Mas eis que chega o momento da Recompensa: ainda envolvido com a revista, consegui finalizar mais uma edição. Tudo voltava ao normal, apesar das incertezas quanto à ajuda que poderia ter a partir daí para levar adiante os próximos números.
E é aí que começa o Caminho de Volta: as tentativas de conseguir mais alguém para dividir as tarefas se mostraram infrutíferas; mas eis que, recuperado, meu antigo parceiro reaparece, novamente disposto a ajudar pontualmente – o que é suficiente para conseguirmos fechar a edição que estava em andamento.
Enfim, a Ressureição. Mas antes gostaria de fazer um breve resumo de todas as mudanças que passei ao longo deste período. No momento do convite inicial, eu morava no Rio de Janeiro, e nem passava pela minha cabeça sair de lá. Tinha família, amigos e carreira à minha volta. Para não entrar em muitos detalhes que só tornariam este relato ainda mais enfadonho, resumo: de lá pra cá já morei em dois países diferentes, Canadá e Estados Unidos, completei mais um mestrado (o segundo) que não fazia parte dos meus planos à época do convite, e mudei radicalmente de carreira.
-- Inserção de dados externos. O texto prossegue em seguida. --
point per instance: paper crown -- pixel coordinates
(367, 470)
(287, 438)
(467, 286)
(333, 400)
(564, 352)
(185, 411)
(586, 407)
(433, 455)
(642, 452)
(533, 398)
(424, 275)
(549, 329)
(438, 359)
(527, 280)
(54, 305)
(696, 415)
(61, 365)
Ou melhor, tomei a decisão consciente de buscar uma mudança em minha vida que incluiu dar por encerrada minha carreira anterior e batalhar pela seguinte. Foi uma decisão natural e libertadora – mas devo alertar para não tentarem isso em casa sem a supervisão de um adulto que saiba o que está fazendo (o que, decididamente, não parece ser o meu caso).
Neste ponto, acredito que o leitor mais atento deve estar imaginando o que está por vir: sim, contei tudo isso para anunciar que estou passando o bastão. A SOMNIUM precisa de alguém com mais tempo para tocar suas edições, com mais dedicação. Com mais energia.
Não levo comigo nenhum arrependimento, nenhuma mágoa. Pelo contrário, este período só me trouxe boas lembranças, que carregarei para sempre. Conheci pessoas fantásticas, tive contato com grandes autores e lancei talentos que já estão brilhando com força no horizonte da ficção científica brasileira.
O que mais eu poderia esperar? Foi uma jornada fantástica até aqui – mas é preciso reconhecer que é chegada a hora de dar espaço para quem pode contribuir mais.
Que a Força esteja com todos vocês. E que tenham uma vida longa e próspera.